Gabon : l’investissement dans l’éducation en baisse de 35% quand celui dans le sport augmente de 282%
Le 12 octobre 2017, le gouvernement gabonais a adopté en Conseil des ministres le projet de loi des finances initiale pour l’exercice 2018. Ce budget projette un niveau de dépenses de 2 033 milliards FCFA pour 1 842 milliards FCFA de recettes. Cependant, l’analyse des arbitrages budgétaires du volet dépenses d’investissement opérés en faveur de certains secteurs interpelle sur le sens des priorités du gouvernement.
Au cours de la campagne pour l’élection présidentielle d’août 2016, Ali Bongo Ondimba alors candidat à sa réélection s’était engagé à « renforcer l’égalité des chances par l’éducation ». C’était l’engagement n°8 de son programme. Précis, il promettait d’investir dans le renforcement des infrastructures préscolaires et scolaires. Pour traduire en acte cet engagement, on aurait pu logiquement s’attendre à un renforcement de l’investissement public dans le secteur éducatif. Cependant, l’analyse des prévisions d’investissement telles transcrites dans le projet loi de finances 2018 du gouvernement démontre le contraire.
En effet, dans ses arbitrages réalisés pour l’exercice budgétaire 2018, le gouvernement a choisi de baisser l’investissement public dans l’éducation primaire, secondaire (général et technique) et supérieur de 12,4 milliards FCFA (soit de – 35,43%). Dans le même temps, les dotations aux investissements au bénéfice de la rubrique budgétaire Sports et Loisirs ont été outrancièrement revalorisées puisqu’elles se sont accrues de 23,9 milliards FCFA soit une hausse de 282% par rapport à 2017.
De façon globale, en 2018 le gouvernement gabonais a prévu d’investir 22,6 milliards FCFA dans l’éducation contre 32,4 milliards FCFA dans les sports et les loisirs. Un choix budgétaire qui semble indiquer que l’éducation n’est plus la priorité du second septennat d’Ali Bongo Ondimba.

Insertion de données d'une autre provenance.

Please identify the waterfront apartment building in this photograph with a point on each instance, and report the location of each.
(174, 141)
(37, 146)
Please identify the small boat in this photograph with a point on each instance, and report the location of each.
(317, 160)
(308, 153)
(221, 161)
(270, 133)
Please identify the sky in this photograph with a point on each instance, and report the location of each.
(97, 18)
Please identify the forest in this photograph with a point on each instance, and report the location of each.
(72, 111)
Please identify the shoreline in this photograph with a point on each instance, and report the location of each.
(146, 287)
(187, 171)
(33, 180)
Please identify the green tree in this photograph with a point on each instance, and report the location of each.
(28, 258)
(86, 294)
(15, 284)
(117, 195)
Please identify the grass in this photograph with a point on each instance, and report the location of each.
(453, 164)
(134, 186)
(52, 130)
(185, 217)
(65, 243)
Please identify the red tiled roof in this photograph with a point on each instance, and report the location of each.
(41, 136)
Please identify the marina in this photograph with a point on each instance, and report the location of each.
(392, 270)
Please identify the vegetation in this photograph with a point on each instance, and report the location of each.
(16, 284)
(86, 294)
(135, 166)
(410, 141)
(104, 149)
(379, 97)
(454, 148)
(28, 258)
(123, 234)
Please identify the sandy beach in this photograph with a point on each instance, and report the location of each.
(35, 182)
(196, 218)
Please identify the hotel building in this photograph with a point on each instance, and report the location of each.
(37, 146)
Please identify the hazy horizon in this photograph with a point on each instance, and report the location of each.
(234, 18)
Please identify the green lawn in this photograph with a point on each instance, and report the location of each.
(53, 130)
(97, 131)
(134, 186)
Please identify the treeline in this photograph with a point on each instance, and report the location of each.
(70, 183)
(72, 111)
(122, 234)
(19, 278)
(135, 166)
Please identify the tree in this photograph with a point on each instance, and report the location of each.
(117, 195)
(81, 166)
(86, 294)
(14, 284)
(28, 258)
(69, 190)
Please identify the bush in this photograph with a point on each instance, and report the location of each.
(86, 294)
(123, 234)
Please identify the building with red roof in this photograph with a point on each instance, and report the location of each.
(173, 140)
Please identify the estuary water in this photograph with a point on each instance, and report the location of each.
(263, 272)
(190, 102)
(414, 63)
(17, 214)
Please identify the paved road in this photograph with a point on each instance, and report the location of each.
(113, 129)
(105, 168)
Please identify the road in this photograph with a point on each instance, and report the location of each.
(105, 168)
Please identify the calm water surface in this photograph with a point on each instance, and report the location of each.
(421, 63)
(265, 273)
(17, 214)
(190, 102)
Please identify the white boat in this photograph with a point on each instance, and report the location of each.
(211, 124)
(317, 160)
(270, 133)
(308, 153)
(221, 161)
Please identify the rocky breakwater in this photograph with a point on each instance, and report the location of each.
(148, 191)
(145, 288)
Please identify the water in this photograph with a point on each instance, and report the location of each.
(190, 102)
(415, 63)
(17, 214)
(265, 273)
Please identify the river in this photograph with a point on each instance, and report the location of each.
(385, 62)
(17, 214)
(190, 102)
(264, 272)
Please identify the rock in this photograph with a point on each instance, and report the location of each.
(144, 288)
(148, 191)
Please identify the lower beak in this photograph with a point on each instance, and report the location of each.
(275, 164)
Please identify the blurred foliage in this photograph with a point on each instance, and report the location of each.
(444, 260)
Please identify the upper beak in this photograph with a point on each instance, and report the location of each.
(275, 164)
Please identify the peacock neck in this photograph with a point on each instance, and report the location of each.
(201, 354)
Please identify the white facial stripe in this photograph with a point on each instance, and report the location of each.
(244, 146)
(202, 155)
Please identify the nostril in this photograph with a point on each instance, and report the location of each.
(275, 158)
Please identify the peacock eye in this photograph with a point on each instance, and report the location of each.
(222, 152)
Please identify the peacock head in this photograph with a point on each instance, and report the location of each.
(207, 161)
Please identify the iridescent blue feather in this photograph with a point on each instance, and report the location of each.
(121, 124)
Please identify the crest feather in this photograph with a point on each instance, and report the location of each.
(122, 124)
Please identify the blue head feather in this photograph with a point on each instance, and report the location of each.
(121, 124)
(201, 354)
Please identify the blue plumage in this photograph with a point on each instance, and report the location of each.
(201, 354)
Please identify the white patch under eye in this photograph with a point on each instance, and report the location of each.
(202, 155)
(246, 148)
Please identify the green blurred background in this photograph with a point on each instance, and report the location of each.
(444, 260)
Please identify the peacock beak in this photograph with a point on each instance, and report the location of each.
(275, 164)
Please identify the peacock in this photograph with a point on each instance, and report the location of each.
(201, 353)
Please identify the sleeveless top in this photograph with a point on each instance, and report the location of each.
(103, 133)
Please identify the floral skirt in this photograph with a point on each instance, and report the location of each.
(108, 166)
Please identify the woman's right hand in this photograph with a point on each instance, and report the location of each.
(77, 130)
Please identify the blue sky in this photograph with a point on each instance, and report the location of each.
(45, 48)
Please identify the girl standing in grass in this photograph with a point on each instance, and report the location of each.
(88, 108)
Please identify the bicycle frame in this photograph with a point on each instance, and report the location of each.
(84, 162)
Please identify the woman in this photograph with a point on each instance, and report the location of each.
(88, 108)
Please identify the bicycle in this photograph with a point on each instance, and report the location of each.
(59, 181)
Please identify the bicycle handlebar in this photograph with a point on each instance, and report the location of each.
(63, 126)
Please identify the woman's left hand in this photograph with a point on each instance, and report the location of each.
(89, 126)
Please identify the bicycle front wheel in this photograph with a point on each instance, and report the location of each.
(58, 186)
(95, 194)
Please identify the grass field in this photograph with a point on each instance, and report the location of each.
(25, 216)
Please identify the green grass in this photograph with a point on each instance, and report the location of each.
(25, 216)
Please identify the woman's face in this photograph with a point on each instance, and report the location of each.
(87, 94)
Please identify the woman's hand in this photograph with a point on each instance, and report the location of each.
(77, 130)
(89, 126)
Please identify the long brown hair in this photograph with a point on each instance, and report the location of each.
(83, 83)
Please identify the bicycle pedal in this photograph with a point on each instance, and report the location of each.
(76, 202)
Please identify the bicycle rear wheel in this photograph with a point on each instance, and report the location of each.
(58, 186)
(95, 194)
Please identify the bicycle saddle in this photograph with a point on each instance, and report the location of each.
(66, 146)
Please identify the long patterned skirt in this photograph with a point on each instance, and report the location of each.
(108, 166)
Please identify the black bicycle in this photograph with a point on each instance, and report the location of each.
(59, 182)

34% de baisse des investissements à l’Éducation nationale, 46% de baisse dans l’Enseignement supérieur
Éducation nationale
Les projections de dotations aux investissements au bénéfice de l’Éducation nationale prévues dans le projet de budget 2018 sont donc en baisse. Une analyse approfondie de la rubrique Éducation nationale permet de constater que les prévisions de « Dépenses d’investissement » de toutes ses sous-rubriques seront en baisse en 2018. L’investissement public en 2018 baissera de façon drastique tant dans l’enseignement primaire, secondaire que supérieur.
– Enseignement primaire
En 2017, l’enseignement primaire bénéficiait d’une dotation aux investissements de 3,1 milliards FCFA. En 2018, il ne bénéficiera plus que de 1 milliard FCFA. Les investissements publics au bénéfice ce pan du secteur éducatif baisseront de 68% sur un an.
– Enseignement secondaire
L’enseignement secondaire se verra amputer de 8,1 milliards FCFA dans ses dotations aux investissements en 2018, une baisse de 31% par rapport aux crédits qui lui étaient accordés au même titre dans la loi des finances rectificative 2017. Les dépenses d’investissement de l’enseignement secondaire passeront ainsi de 26,2 milliards FCFA à 18,1 milliards FCFA.
– Enseignement technique et professionnel
Alors que les dépenses d’investissement autorisées pour l’enseignement technique et professionnel n’étaient déjà que de 2,5 milliards FCFA en 2017, elles seront plus que de 2 milliards FCFA en 2018 (-20%).
– Pilotage et soutien à la politique de l’éducation nationale (PSPEN)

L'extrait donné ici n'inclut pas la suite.